问题
I need to receive and save huge amount of data using spring data over hibernate. Our server allocated not enough RAM for persisting all entities at the same time. We will definitely get OutOfMemory error.
So we need to save data by batches it's obvious. Also we need to use @Transactional to be sure that all data persisted or non was persisted in case of even single error.
So, the question: does spring data during @Transactional method keep storing entities in RAM or entities which were flushed are accessible to garbage collector?
So, what is the best approach to process huge mount of data with spring data? Maybe spring data isn't right approach to solve problems like that.
回答1:
Does spring data during @Transactional method keep storing entities in RAM or entities which were flushed are accessible to garbage collector?
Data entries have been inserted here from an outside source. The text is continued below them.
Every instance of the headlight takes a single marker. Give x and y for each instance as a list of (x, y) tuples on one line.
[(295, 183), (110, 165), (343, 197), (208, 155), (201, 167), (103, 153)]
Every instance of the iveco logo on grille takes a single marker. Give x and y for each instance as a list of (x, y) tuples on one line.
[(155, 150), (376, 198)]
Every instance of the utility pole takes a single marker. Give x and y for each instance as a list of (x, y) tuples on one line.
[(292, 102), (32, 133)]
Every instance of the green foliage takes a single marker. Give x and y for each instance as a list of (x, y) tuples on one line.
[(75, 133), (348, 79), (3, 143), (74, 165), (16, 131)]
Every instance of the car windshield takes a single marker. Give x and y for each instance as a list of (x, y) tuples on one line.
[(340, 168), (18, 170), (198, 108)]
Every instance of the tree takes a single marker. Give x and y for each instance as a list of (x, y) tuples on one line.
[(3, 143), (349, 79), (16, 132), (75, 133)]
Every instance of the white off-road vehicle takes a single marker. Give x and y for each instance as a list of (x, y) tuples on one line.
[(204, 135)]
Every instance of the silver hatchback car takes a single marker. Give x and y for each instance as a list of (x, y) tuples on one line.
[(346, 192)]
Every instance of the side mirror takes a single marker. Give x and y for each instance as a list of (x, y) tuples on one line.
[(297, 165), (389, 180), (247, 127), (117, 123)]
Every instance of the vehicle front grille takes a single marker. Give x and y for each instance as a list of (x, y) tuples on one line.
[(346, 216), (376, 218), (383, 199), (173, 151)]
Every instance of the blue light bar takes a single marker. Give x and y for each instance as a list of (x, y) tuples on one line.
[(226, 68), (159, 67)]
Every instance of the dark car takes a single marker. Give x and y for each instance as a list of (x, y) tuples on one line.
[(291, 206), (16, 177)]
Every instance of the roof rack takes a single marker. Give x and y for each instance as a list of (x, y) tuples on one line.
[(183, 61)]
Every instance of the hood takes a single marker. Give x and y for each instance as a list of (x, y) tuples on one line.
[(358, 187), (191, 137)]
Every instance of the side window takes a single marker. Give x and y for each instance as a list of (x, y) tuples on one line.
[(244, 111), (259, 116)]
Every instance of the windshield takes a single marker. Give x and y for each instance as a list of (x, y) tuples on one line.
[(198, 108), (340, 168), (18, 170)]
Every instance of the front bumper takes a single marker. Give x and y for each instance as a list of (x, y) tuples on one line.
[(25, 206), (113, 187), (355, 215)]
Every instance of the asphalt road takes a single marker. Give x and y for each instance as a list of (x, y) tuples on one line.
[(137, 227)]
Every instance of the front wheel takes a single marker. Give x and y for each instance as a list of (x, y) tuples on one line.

The entities will keep storing in RAM (i.e in entityManager
) until the transaction commit/rollback or the entityManager is cleared. That means the entities are only eligible for GC if the transaction commit/rollback or
entityManager.clear()
is called.
So, what is the best approach to process huge mount of data with spring data?
The general strategy to prevent OOM is to load and process the data batch by batch . At the end of each batch , you should flush and clear the entityManager
such that the entityManager
can release its managed entities for CG. The general code flow should be something like this:
@Component
public class BatchProcessor {
//Spring will ensure this entityManager is the same as the one that start transaction due to @Transactional
@PersistenceContext
private EntityManager em;
@Autowired
private FooRepository fooRepository;
@Transactional
public void startProcess(){
processBatch(1,100);
processBatch(101,200);
processBatch(201,300);
//blablabla
}
private void processBatch(int fromFooId , int toFooId){
List<Foo> foos = fooRepository.findFooIdBetween(fromFooId, toFooId);
for(Foo foo :foos){
//process a foo
}
/*****************************
The reason to flush is send the update SQL to DB .
Otherwise ,the update will lost if we clear the entity manager
afterward.
******************************/
em.flush();
em.clear();
}
}
Note that this practise is only for preventing OOM but not for achieving high performance. So if performance is not your concern , you can safely use this strategy.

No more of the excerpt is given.